Apple’s position on remote work is the centerpiece of big tech giants. Some of them work remotely after the pandemic, while others want to get people back to work as soon as they are secure.
Recently, Facebook said employees can ask to work permanently from their home countries and company CEO Mark Zuckerberg stated that he expects 50% of the company’s workforce to be completely remote within the next five to ten years. Twitter has already said that its staff can work forever from home if they want to.

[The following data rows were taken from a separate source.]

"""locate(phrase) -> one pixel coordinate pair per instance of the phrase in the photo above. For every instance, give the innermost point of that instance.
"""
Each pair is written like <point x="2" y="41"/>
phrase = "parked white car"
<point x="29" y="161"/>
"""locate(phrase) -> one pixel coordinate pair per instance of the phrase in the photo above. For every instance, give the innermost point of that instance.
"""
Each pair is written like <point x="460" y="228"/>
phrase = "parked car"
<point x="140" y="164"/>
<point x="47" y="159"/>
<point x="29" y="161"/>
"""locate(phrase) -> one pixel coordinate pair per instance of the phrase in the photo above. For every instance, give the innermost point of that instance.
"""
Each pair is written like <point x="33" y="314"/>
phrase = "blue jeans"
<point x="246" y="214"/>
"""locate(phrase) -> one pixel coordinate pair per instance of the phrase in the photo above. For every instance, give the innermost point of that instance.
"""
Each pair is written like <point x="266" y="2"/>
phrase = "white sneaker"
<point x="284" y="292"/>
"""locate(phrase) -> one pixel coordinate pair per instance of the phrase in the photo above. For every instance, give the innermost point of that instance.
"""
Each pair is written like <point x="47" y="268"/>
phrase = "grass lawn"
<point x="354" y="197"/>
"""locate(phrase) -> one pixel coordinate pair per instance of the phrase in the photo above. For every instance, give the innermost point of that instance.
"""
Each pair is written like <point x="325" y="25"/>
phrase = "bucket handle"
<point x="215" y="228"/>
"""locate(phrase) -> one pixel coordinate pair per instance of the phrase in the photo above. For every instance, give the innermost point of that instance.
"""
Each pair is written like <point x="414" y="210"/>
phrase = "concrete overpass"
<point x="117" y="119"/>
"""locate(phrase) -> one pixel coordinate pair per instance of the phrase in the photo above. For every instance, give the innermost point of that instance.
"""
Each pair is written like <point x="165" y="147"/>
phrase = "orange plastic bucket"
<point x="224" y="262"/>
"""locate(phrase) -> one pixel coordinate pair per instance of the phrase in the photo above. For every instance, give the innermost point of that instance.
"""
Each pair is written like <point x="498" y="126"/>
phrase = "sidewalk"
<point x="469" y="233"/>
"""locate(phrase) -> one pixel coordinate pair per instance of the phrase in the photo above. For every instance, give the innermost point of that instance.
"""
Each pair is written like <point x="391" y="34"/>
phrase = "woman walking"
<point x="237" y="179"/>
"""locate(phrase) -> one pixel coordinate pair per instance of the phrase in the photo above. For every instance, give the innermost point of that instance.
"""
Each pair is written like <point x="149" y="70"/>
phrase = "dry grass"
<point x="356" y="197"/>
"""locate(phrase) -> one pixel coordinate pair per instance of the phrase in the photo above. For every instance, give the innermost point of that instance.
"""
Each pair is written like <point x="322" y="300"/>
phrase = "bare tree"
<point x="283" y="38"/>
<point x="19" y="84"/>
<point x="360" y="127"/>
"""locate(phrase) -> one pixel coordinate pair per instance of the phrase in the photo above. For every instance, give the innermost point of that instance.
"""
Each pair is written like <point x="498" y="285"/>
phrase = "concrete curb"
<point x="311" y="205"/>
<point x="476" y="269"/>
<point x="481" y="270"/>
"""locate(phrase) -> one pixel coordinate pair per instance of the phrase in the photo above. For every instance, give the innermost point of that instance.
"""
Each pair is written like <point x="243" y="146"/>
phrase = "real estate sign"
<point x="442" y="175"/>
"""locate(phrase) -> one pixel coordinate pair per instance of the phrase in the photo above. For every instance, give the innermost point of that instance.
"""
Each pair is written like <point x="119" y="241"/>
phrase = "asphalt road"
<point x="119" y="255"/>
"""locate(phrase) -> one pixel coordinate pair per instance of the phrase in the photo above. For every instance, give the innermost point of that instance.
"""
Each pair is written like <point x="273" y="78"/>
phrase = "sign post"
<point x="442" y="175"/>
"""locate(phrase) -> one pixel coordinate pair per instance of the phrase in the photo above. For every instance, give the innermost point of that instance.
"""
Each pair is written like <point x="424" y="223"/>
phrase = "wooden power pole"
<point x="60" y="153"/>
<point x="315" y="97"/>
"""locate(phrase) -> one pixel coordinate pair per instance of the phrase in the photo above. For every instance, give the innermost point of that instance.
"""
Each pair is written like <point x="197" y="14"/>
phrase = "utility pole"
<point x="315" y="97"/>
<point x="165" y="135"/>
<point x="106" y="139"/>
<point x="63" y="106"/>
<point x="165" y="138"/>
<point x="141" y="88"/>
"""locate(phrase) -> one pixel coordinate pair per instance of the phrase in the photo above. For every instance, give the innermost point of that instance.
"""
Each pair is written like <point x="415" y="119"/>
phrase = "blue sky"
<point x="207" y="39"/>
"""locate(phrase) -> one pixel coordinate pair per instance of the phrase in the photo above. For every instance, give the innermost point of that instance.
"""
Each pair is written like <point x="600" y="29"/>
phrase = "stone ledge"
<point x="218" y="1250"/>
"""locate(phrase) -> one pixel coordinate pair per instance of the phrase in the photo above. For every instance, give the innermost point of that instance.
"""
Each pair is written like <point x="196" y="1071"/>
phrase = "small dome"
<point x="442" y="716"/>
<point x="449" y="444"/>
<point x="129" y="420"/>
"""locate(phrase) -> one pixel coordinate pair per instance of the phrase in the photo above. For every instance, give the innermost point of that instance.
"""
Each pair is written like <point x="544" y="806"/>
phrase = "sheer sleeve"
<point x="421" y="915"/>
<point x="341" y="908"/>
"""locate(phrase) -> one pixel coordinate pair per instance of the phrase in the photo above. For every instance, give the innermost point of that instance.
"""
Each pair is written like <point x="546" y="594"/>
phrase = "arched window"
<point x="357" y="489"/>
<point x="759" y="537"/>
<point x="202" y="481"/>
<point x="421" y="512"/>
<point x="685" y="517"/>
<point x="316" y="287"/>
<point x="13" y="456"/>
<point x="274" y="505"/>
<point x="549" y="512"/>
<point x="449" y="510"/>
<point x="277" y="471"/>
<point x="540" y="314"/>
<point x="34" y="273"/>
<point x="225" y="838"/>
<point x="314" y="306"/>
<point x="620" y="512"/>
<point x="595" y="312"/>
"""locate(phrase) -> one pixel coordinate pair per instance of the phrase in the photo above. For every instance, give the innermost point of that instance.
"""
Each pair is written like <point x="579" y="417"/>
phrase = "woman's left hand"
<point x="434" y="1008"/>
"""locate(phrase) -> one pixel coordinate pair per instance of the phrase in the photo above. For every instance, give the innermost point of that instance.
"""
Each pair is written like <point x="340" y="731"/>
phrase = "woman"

Google planned to bring its employees to the office three days a week, like Apple. Recently, however, it says it expects 60% of its staff to work in the area for a couple of days a week and 20% to work in remote sites. The remaining 20% will work at new offices. Microsoft said most of its employees can work up to 50 percent of the time remotely.
Meanwhile, you have Amazon on the other side, who wishes to return to a “office-centered” life when it’s safe to do that. The Washington Post reports that Amazon maintains that employees will remain flexible in work before the pandemic.
Since the internal letter to Apple employees was issued on Friday for signatures, it is not clear whether Cook and its management team had yet been sent. However, in view of the media coverage, there is little doubt that the message from the employees has reached Apple’s top levels.
“This is not a petition, but it might look like it. Let us work together to welcome everyone,” stated the staff in the letter. This is a plea.
Gizmodo approached Apple on Saturday for comment on its internal letter, but received no answer before it was published. If we hear back, we are going to make sure we update this blog.